Zhu Xiangyang has become the first Taiwan resident permitted to practise law in the mainland, after passing China's annual judicial exam in September last year.
"I've been waiting for this lawyer certificate for 15 years," said Zhu, when he received the approval of internship from the Beijing Bar Association recently.
Zhu, like any Chinese lawyer, is required to take a one-year internship in a law firm before he can be granted a lawyer certificate to be an officially PRC-qualified lawyer. Now he is working as a trainee lawyer in Beijing Lantern Law Firm.
It is Zhu's second try to obtain the mainland lawyer qualification. Early in 1990, Zhu studied Chinese law in Xiamen University, Fujian Province. He sat the mainland judicial exam for the first time in Hong Kong in 1994 when China gave a one-off dispensation to the Taiwanese.
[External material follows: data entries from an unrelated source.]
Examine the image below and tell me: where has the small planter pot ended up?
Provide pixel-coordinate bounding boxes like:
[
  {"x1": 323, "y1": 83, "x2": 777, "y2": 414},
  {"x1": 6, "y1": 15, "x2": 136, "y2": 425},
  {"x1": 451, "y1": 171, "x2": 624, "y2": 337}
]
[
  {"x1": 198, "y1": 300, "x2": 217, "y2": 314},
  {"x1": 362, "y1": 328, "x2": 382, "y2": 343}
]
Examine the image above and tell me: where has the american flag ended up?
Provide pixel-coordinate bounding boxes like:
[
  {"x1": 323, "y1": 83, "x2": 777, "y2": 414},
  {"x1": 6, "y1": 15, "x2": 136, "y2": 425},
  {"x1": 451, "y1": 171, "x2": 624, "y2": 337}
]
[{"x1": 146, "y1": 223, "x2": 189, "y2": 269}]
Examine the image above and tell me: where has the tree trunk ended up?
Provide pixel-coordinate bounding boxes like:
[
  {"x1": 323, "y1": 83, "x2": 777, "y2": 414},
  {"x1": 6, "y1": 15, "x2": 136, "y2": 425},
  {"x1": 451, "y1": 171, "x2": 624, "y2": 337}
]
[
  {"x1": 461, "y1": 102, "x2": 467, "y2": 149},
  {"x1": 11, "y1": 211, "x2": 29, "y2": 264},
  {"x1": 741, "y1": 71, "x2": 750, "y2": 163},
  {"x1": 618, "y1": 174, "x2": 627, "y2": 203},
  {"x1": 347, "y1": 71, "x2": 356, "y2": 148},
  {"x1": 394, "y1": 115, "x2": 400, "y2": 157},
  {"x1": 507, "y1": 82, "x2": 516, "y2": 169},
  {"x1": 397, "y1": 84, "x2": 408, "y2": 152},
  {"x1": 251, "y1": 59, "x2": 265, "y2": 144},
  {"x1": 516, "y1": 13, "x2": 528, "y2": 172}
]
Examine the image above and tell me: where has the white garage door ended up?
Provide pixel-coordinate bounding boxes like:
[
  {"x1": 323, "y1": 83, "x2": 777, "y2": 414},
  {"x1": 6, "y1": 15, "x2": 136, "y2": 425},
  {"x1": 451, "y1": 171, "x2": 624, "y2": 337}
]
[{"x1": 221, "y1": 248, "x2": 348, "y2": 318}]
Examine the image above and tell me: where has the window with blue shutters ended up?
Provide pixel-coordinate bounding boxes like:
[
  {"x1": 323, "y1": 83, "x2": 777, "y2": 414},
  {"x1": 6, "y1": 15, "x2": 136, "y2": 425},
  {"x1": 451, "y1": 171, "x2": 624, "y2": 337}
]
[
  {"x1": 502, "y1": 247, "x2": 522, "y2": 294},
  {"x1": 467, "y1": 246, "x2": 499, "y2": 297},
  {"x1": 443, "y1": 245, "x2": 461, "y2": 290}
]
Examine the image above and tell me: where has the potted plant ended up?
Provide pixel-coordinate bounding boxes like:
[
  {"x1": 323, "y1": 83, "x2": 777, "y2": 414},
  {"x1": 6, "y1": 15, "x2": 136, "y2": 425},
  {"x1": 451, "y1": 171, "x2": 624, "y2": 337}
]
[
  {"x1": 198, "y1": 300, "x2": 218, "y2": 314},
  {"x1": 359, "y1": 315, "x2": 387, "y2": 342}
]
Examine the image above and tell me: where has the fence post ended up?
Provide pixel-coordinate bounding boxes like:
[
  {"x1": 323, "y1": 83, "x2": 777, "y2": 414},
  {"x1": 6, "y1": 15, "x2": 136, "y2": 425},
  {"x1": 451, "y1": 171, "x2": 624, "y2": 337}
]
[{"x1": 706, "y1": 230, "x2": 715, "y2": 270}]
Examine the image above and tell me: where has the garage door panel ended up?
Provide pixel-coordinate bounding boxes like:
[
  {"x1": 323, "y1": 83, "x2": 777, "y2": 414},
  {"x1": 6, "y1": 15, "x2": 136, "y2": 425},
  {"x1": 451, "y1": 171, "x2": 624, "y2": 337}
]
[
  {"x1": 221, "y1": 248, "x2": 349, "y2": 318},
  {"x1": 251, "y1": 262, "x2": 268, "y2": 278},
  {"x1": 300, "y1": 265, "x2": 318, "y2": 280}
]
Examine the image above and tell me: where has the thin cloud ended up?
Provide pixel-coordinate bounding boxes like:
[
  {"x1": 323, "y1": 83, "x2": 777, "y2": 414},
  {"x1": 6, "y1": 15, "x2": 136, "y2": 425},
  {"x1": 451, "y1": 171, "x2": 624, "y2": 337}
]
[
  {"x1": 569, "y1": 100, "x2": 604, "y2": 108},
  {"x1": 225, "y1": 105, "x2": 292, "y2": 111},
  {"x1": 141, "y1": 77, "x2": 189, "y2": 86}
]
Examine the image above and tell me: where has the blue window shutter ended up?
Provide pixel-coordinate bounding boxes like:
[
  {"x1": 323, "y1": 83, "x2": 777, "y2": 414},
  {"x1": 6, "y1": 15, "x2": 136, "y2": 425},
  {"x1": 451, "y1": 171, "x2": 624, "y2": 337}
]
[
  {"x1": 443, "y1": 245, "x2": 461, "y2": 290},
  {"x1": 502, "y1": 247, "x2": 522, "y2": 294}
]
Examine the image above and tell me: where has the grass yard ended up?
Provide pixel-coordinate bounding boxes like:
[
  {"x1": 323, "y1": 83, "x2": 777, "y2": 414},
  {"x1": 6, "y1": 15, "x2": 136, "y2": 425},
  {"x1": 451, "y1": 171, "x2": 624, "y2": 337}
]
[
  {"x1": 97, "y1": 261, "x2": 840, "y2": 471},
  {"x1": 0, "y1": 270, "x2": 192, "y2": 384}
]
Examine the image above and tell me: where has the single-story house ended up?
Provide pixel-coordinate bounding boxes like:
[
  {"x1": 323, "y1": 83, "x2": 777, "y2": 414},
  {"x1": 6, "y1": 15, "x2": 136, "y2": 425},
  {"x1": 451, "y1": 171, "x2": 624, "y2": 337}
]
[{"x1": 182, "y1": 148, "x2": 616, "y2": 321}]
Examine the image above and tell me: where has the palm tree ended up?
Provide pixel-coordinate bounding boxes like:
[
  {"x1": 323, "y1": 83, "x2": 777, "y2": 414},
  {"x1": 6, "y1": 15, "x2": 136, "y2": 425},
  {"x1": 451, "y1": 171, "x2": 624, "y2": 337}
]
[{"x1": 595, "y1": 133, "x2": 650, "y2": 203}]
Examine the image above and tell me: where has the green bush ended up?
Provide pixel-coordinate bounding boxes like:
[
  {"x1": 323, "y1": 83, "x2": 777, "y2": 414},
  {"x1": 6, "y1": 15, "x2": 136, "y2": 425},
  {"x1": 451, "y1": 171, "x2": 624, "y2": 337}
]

Although he was one of the three Taiwanese who got a pass in that test, the qualification was then pronounced invalid.
In recent years, with the drive to boost economic ties across the Taiwan Straits, many Taiwan residents have enquired about China's judicial exam and expressed interest in taking the exam. In 2008, the Chinese government finally put judicial reform on its agenda and made Taiwan residents eligible to practise in the mainland.
Taiwanese have been allowed to sit the exam since April 2008, when China's Ministry of Justice announced regulations giving the green light to Taiwan residents again.
The new regulations were followed by a series of operative guidelines which became effective on 1 January 2009. The relaxation of judicial control is expected to help promote cross-strait relations and provide better legal services in the mainland.
The first exam after the new regulations were brought in attracted over 600 Taiwanese candidates, 37 of whom passed.